Oxford FC
- Full name: Oxford Football Club
- Founded: 2004
- Ground: Pearsons Park, Oxford
- League: Mainland Football Community Division 9
- 2025: New World Championship, 6th of 10
- Website: https://www.oxfordfc.co.nz/

= Oxford FC =

Oxford FC is an association football club in Oxford, Canterbury, New Zealand.

The club is based at Pearsons Park in Burnett Street in Oxford, approximately 1hr North-West of Christchurch in the foothills of the southern Alps. It is one of the smallest clubs in Mainland Football and in New Zealand as a whole, averaging 150-200 members per year. Membership fluctuates significantly due to rural economic factors and the distance to travel for competitive games. After struggling with the rising cost of upstream participation fees for over a decade, and nearly closing in 2022, the club introduced a strategy of Free Kids Football for all children under 16, the first of its kind in New Zealand, aimed at breaking down the affordability barriers for rural children. Since that time, the club has developed a ring-fenced in-house program for children between the ages of 5 to 10, as well as entering youth, senior and masters teams within the Mainland Football community competitions.

In 2023, the club became the first football club in New Zealand to be awarded Stage 1 accreditation to the New Zealand Football Xero Together Stronger - Safe For All program. In 2024, the club was announced as a finalist in the 2024 New Zealand Sport Awards for 'Community Impact' in recognition of the work that had been carried out to ensure local barriers to participation were removed.

The Men's First team competes in Mainland Football's Community Football Divisions.
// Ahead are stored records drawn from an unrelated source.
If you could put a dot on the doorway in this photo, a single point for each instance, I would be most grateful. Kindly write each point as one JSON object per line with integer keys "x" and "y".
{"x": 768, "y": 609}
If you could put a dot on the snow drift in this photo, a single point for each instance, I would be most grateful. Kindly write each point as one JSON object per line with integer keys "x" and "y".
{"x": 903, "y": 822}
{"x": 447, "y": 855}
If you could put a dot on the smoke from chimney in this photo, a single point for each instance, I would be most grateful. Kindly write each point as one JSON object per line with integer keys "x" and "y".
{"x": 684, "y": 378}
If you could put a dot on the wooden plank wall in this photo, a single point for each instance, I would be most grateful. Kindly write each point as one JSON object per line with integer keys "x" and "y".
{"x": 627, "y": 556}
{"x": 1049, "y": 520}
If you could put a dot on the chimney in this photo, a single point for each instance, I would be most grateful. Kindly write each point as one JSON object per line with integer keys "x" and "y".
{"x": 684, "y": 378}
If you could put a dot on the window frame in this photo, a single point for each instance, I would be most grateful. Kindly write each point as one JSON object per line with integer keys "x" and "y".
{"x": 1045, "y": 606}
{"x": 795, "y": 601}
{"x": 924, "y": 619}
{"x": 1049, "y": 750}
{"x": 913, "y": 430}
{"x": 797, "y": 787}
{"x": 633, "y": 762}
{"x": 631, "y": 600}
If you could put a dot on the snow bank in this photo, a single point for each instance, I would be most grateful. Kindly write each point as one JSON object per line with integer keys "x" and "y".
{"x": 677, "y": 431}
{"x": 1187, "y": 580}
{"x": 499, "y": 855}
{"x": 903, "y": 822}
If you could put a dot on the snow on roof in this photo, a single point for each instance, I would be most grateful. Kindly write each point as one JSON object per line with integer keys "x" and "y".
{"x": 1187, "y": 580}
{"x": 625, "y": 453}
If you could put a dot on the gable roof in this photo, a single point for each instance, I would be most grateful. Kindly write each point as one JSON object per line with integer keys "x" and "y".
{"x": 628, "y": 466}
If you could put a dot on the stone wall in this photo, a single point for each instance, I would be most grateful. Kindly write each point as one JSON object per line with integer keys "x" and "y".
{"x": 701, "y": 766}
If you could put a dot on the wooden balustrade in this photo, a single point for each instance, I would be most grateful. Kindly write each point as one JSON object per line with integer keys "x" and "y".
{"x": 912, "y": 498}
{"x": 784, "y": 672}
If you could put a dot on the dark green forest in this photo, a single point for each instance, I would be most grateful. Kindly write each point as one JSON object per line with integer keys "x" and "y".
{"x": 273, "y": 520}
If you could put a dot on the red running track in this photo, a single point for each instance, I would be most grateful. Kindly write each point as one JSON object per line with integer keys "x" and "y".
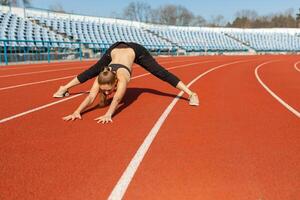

Their most successful period was between 2022 and 2025, climbing from Division 10 to the New World Championship.

Oxford FC competed in Division 10 in 2022, winning the league before regrading pushed them up to Division 8 half way through the season, winning both the leagues in the same season. In 2023, they competed in Division 4, again winning the league before regrading pushed them up to Division 3 half way through the season, where they won Division 3 as well.

In 2024, their 20th Anniversary year, they were meant to play in Division 2 but were offered the opportunity to compete in Division 1. They won Division 1 on their first attempt and got promoted to the Canterbury Championship League.

During the same season, they competed for the first time in the English Cup, Canterbury's regional cup tournament, beating Southern League team FC Twenty 11 in the first round to advance to the quarter-finals. Just a few days later, they competed in their first Chatham Cup competition match, losing to local rivals Waimak Utd. In 2025, they competed in the New World Championship, finishing mid-table, sixth out of ten teams.

In 2026, due to the rising costs of participating in higher league football, the club decided to refocus their attention on rebuilding the core of the senior football teams, focusing on developing a transitional pathway for local youth players into local community football, through a Division 9 team. The Masters team competes in the Centre Circle Division 3 Over 55's competition.